Нат кивнул. Такая позиция была ему понятна. Потребность узнать как можно больше о том, что еще не известно, заполнить пробелы, постоянно снабжать мозг новой информацией.

– Здесь наш новый дом, – добавила Элен. – Ее земля теперь стала нашей. Разве тебе не кажется, что мы должны узнать историю Хетти?

Нат улыбнулся.

– Разумеется! – сказал он и вдруг рассмеялся.

– Что такое?

– Просто я подумал о Дженни; только представь ее реакцию, когда мы скажем, что купили участок земли вместе с призраком колдуньи!

– Мы ничего ей не скажем! – Элен помахала пальцем у него перед носом, хотя сама не удержалась от смеха. – По крайней мере, пока я не завершу свое исследование и не узнаю, кем была Хетти на самом деле и какой была ее история. Может быть, она была просто эксцентричной чудачкой, кто знает? Только подумай: женщина того времени, которая своими руками строит маленький дом у болота! Разумеется, ее обходили стороной и называли ведьмой.
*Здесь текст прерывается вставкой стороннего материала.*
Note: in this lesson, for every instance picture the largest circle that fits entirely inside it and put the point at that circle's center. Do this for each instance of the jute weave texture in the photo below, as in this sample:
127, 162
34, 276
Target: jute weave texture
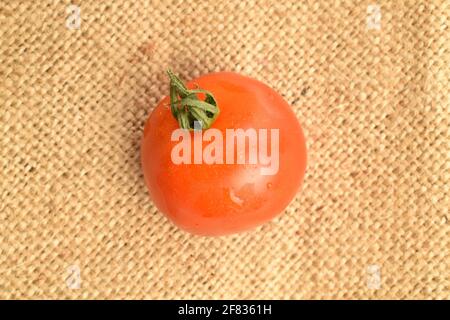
368, 80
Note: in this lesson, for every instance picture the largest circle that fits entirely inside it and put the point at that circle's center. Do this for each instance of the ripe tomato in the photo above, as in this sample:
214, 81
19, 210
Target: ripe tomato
218, 199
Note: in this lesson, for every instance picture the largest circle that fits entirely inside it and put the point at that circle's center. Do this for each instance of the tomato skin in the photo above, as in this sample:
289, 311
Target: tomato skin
220, 199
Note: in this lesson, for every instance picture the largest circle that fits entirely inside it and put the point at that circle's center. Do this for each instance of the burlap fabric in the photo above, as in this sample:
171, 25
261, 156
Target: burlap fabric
370, 85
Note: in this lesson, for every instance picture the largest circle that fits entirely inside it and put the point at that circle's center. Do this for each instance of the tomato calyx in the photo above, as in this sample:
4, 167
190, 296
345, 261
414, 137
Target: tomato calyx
187, 108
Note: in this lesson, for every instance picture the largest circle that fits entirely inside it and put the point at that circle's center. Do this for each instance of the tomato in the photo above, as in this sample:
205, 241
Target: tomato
223, 198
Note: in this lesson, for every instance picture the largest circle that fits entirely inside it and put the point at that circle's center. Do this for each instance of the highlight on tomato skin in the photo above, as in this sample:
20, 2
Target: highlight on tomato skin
222, 154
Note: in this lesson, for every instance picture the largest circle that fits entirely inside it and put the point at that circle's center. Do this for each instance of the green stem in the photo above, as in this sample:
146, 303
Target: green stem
188, 109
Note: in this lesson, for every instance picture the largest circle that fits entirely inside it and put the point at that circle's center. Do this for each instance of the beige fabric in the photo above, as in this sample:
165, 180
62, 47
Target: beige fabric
371, 221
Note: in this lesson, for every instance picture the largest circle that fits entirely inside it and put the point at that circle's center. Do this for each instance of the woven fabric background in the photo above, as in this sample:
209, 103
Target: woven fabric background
372, 94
Нат с улыбкой наклонился и поцеловал ее в лоб, снова накапав на книги.

– А сами мы разве не такие? Эксцентричные чудаки, которые строят дом у болота. Интересно, как люди будут называть нас?

Элен рассмеялась, но ее смех был невеселым. Она вспомнила, как на нее смотрел подросток в магазине: с подозрением, а потом с нескрываемым отвращением. «Я знаю, кто вы такая».

– Я узнала кое-что еще, – сказала она и замялась, не уверенная в том, стоит ли рассказывать.

– Да?

Она рассказала Нату об Эдди Декро.

– Боже мой, это ужасно! Неудивительно, что он так дешево продал этот участок. Если помнишь, я говорил, что подземный источник в центре болота может находиться очень глубоко. Не подходи близко к нему, хорошо? Если ты пойдешь туда одна, держись подальше от края.

Элен подумала, стоит ли рассказывать об убежденности мистера Декро в том, что это Хетти едва не утопила его жену. Но это лишь расстроило бы Ната и могло привести к лекции о том, что человеческий ум всегда ищет объяснение ужасным событиям и это делает нас уязвимыми перед разными небылицами.

– Хорошо, я буду осторожна, – только и сказала Элен.

– Я собираюсь принять приятный теплый душ и переодеться, – сообщил Нат и чмокнул ее в щеку.

– Вот и давай.

Элен вернулась к книге, которую она дочитала до главы о ведьмах и проклятиях. Она листала страницы, пропуская разделы об узелковой магии, свечной магии и помазании вражеской двери специальным маслом. Дальше она нашла упоминание о проклятии с использованием ослиного зуба для изгнания врагов. Если ослиный зуб действует, почему бы не использовать олений или овечий зуб?

Она закрыла книгу. Призрак ведьмы, насылающий проклятие из потустороннего мира? Это было глупо и даже смешно.

Элен сунула листок с телефонным номером женщины из исторического общества в книгу под названием «Духи и видения». Теперь она раскрыла книгу, достала бумажку и набрала номер на своем мобильном телефоне.

– Вы позвонили Марвину и Мэри-Энн Марсден. Сейчас нас нет дома, но вы можете оставить сообщение, и мы перезвоним, когда вернемся.

Элен оставила короткое сообщение и номер своего телефона. Она побарабанила пальцами по столу, думая о Джордже Декро, вытащившем свою жену из болота. Порывшись в своей сумочке, она нашла визитную карточку агента по продаже недвижимости и набрала его номер. Агент ответил после второго звонка.

– Добрый день, это Элен Уэзерелл. Мы с моим мужем Натом недавно купили земельный участок возле болота.

– Да, конечно. Как идет строительство?

– Спасибо, хорошо. Послушайте, я звоню потому, что в фургоне обнаружились вещи, принадлежавшие предыдущему владельцу, и я хотела бы отправить их во Флориду по почте. Я надеялась узнать у вас его номер.

– Я уверен, что ему ничего не нужно оттуда, – последовал ответ.

– Но это может оказаться важным. Письма, личные бумаги. Хотелось бы связаться с ним и узнать, хочет ли он получить их. Я не могу заставить себя просто выбросить это.

– Формально я не должен делиться такой информацией, но… – Элен услышала шелест бумаг. Казалось, ее собеседник колебался. – Хорошо, в данном случае я могу сделать исключение. Уверен, его номер где-то здесь… Подождите минутку.